A young Phoebe and Hugo with their dad

“Scotty’s has inspired me to do what I want to do,” said Phoebe. “Having gone through all that I went through as a child, I know I want to follow a pathway that means I can help other children, which is why I want to look at a career in child psychology. Having Scotty’s support over the years has hugely influenced my decision on what to study as I’ve seen personally over the years how important it is.” 

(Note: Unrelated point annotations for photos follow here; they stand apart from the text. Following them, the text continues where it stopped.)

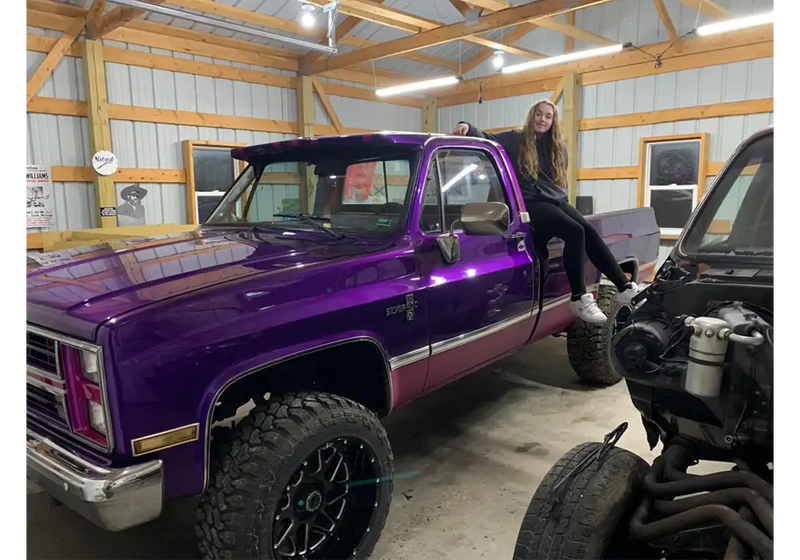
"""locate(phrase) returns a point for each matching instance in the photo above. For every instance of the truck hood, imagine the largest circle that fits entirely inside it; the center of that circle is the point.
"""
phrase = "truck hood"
(90, 285)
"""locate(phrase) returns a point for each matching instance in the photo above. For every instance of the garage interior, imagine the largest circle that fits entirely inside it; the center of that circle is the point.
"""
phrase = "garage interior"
(170, 87)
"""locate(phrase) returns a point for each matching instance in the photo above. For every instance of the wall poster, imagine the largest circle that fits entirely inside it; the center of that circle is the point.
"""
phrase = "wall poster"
(39, 205)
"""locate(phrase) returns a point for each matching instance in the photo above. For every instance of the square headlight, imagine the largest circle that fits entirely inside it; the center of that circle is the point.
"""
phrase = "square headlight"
(90, 366)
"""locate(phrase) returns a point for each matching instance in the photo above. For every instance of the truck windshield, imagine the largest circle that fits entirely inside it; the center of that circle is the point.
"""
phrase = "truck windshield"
(347, 192)
(739, 218)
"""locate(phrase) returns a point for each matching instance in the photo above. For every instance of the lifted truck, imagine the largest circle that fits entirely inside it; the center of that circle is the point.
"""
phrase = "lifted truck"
(415, 267)
(699, 356)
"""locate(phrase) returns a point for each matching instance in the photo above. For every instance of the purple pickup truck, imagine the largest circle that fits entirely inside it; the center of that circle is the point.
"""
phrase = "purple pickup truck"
(249, 362)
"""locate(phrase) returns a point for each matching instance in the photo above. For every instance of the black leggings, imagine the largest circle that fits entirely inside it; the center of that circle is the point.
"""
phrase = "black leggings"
(559, 219)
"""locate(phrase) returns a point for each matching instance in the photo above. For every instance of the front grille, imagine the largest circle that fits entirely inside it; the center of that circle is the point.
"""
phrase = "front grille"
(40, 352)
(44, 405)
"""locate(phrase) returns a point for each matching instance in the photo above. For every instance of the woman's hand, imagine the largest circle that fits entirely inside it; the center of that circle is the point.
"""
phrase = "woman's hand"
(461, 129)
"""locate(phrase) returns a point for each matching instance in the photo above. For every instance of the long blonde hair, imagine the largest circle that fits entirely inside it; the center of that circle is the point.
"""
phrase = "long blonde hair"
(528, 157)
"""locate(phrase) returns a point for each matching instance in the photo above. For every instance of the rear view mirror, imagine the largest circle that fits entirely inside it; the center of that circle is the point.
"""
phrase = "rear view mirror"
(485, 218)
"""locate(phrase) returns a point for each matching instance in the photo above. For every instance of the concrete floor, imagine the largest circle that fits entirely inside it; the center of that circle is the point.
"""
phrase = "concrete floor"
(481, 447)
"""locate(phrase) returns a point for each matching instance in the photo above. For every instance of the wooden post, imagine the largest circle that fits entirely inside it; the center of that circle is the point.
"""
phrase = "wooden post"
(305, 128)
(570, 124)
(99, 127)
(430, 120)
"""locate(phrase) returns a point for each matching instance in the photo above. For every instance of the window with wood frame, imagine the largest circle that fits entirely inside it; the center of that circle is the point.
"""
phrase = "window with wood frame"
(210, 172)
(672, 178)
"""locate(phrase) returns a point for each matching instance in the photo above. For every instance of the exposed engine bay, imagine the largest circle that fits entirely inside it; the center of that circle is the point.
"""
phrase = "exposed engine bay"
(699, 358)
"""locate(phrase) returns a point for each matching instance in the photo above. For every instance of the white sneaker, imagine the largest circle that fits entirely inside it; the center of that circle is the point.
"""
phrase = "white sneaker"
(586, 309)
(624, 297)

As part of the Springboard programme, Phoebe will also receive support with her university tuition fees and reassurance that the charity is still there when she needs them. She said: “The Springboard programme is massively useful, the allowance for university is really helpful and it’s also comforting to know that the support is still there. Although I’m older, there are still times when I feel emotional about what happened to dad, that won’t ever go away. Knowing that there is always someone there to talk to when I need them is greatly reassuring.”

Phoebe with her family at Scotty's Blackpool lodge.

Scotty's is currently helping hundreds of bereaved Forces children and young people around the UK. Services offered include guidance to parents and carers, access to professional child bereavement support, personal education and development (including grants), and fun activities such as holiday respite breaks and group events. These are all designed to remind children and young people supported by Scotty’s that they are not alone.